Rock on old skool 4 x 4! TJETDRAGRACER, I salute your awesome sense of STYLE! :thumbsup::thumbsup::thumbsup::thumbsup:


----------



## yankee_3b (Dec 14, 2008)

Very Cool!:thumbsup::thumbsup::thumbsup:


----------



## bobhch (Apr 22, 2007)

TJETDRAGRACER,

Very neat idea with the jack up and tires. Now a snow plow in the front?

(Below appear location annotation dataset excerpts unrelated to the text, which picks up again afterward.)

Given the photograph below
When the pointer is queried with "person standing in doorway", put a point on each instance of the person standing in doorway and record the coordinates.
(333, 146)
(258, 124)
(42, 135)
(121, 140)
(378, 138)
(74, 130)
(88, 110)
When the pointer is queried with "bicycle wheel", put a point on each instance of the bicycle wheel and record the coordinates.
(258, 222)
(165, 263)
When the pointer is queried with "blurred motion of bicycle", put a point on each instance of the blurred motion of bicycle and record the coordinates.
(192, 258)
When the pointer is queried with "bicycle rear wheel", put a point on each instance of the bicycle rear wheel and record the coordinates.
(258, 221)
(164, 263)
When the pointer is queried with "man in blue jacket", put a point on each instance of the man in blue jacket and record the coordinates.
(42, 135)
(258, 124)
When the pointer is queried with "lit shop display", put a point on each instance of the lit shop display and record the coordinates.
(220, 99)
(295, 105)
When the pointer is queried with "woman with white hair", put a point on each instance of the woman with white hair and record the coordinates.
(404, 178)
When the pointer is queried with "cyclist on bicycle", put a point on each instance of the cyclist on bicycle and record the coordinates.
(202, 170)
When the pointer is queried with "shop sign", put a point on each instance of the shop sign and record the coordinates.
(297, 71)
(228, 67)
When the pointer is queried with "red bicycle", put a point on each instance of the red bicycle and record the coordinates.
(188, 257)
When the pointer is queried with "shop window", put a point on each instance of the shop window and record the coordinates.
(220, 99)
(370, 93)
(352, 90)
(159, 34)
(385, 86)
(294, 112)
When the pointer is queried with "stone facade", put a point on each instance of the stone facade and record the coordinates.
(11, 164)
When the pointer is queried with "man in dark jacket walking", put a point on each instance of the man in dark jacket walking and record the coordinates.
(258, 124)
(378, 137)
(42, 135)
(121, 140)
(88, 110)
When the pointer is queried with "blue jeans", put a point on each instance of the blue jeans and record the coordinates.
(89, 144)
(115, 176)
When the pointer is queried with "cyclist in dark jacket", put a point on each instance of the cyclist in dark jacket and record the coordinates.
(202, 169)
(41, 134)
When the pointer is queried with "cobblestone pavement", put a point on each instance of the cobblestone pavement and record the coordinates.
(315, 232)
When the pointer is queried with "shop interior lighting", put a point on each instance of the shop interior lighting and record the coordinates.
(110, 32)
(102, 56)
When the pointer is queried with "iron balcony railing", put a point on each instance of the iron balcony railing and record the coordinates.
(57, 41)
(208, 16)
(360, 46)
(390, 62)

One of my favorite slot truck bodies and now a 4 x 4 !!! If grungerockjeep gets ahold of it....dirty it will be. hahahahahahah


----------



## DesertSlot (May 8, 2009)

THAT........is cool!


----------



## resinmonger (Mar 5, 2008)

bobhch said:


> TJETDRAGRACER,
> 
> Very neat idea with the jack up and tires. _Now a snow plow in the front?_
> 
> One of my favorite slot truck bodies and now a 4 x 4 !!! If grungerockjeep gets ahold of it....dirty it will be. hahahahahahah


Bob Zilla is just an idea generating MACHINE! Go for the snow plow front end!!! :thumbsup:


----------